It depends. In cases where only one person was directly responsible for a medication error, many hospitals or pharmacies will respond by firing the employee. This is meant to appease the injured person’s family by suggesting that the problem has been dealt with, and that it will not happen again.
But this may not be the best way of correcting the problem, for a number of reasons:
- Errors are human. The human brain is fallible, and is liable to make mistakes. Realizing that mistakes are not made consciously and happen frequently allows staff to be aware of them.
- The person is not the problem. Except for very few cases, one person does not operate alone in a patient’s medication process. If one person is fired without evaluating why the mistake happened, it is likely that the mistake will happen again.
- Blame incites fear.
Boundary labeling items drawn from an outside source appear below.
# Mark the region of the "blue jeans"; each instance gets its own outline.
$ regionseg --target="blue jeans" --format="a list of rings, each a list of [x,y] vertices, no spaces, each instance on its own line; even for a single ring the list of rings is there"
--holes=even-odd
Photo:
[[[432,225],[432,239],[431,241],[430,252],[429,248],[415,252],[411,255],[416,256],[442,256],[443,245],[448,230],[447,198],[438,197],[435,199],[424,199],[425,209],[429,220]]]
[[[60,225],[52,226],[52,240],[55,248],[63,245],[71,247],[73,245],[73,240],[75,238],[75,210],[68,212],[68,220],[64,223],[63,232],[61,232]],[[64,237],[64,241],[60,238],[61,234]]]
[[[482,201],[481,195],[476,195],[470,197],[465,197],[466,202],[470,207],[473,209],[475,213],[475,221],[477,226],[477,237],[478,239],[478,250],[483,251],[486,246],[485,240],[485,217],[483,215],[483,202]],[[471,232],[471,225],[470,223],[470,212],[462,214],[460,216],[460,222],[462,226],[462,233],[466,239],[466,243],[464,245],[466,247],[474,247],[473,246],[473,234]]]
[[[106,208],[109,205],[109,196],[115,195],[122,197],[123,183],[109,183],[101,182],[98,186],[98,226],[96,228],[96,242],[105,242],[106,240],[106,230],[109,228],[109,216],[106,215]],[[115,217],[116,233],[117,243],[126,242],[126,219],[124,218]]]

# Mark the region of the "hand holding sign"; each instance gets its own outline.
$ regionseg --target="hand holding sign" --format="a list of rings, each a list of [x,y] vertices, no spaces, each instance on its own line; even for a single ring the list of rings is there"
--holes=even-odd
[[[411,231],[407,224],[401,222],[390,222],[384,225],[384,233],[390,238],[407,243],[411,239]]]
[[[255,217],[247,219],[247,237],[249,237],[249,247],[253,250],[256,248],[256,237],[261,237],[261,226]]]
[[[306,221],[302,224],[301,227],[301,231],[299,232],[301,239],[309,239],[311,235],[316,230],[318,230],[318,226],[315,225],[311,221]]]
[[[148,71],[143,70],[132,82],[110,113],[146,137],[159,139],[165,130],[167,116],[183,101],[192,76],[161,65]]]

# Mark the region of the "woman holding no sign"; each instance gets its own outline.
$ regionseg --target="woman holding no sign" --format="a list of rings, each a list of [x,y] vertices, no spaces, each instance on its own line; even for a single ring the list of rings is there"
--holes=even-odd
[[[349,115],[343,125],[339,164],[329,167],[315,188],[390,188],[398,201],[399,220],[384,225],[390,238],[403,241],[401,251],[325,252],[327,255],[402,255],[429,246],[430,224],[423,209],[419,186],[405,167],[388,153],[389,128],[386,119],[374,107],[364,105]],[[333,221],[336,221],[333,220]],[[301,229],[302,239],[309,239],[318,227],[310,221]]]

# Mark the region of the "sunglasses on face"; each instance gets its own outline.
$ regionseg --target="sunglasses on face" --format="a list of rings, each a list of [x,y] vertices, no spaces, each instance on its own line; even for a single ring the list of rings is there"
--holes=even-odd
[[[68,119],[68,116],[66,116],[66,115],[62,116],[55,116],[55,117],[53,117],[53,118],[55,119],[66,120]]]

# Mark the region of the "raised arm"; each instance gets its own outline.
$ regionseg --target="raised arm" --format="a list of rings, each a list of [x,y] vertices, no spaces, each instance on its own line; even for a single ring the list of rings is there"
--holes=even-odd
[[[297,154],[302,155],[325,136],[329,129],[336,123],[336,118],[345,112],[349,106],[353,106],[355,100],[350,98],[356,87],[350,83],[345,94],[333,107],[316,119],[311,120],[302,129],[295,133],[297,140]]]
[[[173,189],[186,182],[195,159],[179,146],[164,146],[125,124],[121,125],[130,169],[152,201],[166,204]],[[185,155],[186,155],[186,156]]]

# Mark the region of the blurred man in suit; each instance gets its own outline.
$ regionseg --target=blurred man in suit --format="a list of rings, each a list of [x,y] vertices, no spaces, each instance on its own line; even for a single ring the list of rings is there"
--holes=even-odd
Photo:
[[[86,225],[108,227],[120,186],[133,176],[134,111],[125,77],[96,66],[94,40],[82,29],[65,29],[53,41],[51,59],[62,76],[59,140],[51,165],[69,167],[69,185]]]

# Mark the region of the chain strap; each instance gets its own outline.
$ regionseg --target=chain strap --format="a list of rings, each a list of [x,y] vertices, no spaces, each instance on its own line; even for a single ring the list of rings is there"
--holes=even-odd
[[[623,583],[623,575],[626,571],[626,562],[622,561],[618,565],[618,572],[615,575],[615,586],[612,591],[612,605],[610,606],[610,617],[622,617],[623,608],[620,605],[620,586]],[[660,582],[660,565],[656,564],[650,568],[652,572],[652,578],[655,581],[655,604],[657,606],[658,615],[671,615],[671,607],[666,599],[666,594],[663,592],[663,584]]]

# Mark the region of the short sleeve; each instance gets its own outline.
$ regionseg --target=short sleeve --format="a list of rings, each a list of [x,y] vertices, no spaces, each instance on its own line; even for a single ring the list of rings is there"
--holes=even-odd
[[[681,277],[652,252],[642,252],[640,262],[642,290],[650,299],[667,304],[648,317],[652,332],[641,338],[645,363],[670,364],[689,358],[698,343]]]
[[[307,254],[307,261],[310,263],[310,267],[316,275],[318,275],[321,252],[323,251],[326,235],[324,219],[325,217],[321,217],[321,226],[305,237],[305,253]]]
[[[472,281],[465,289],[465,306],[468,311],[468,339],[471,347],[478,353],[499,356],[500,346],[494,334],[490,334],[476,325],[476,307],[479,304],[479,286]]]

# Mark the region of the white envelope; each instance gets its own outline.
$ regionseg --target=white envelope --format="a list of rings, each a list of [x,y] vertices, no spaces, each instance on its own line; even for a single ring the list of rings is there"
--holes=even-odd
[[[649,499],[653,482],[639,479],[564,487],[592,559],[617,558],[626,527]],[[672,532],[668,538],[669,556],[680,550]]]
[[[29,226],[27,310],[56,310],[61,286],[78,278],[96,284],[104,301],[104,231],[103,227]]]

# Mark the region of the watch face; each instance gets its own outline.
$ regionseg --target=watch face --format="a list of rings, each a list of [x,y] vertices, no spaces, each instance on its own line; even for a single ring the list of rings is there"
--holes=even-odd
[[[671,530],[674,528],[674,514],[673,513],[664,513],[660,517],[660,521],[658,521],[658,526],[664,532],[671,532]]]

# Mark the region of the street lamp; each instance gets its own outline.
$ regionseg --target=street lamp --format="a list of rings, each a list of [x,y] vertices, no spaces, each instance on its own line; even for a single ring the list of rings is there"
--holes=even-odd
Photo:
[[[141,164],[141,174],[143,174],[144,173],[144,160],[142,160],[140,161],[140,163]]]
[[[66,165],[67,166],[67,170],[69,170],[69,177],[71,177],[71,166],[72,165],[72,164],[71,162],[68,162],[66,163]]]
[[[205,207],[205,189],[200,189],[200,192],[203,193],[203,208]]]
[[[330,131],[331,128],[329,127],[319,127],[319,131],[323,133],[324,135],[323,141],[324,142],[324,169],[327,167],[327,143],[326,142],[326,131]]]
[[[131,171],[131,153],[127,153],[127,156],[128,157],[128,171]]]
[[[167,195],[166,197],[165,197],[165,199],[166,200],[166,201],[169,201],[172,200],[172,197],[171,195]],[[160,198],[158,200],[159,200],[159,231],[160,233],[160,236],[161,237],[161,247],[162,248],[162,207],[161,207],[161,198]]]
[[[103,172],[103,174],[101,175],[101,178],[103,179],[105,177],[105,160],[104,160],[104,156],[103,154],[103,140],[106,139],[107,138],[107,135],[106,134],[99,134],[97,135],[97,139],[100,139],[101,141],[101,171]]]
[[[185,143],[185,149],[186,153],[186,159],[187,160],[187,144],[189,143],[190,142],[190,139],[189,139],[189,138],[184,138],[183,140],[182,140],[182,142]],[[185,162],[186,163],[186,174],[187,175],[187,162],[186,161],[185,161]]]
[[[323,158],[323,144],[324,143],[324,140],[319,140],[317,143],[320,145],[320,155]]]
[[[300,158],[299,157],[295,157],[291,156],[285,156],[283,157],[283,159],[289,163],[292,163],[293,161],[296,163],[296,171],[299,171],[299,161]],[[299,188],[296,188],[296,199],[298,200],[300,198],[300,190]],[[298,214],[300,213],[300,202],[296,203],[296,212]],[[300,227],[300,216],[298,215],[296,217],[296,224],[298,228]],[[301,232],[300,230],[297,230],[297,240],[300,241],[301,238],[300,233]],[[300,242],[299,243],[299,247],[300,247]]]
If staff members believe that they will be disciplined or fired because of an error, their response is likely to be a shifting of blame to save their own jobs rather than an honest evaluation of the problem.
The best way to identify liability is to examine where the system failed. Many staff members are involved in medication administration, from the doctor who writes the prescription to the person who administers it. Finding out where the problem happened and why it was not caught can prevent the same mistake from happening in the future.
Of course, both caregivers and institutions may still be held liable for the suffering your medication error caused. Hospitals, nurses, doctors and pharmacists may all be held financially accountable for causing your prescription drug mistake in Louisville, and a successful case will make it more likely that an institution will change its safety procedures in the future.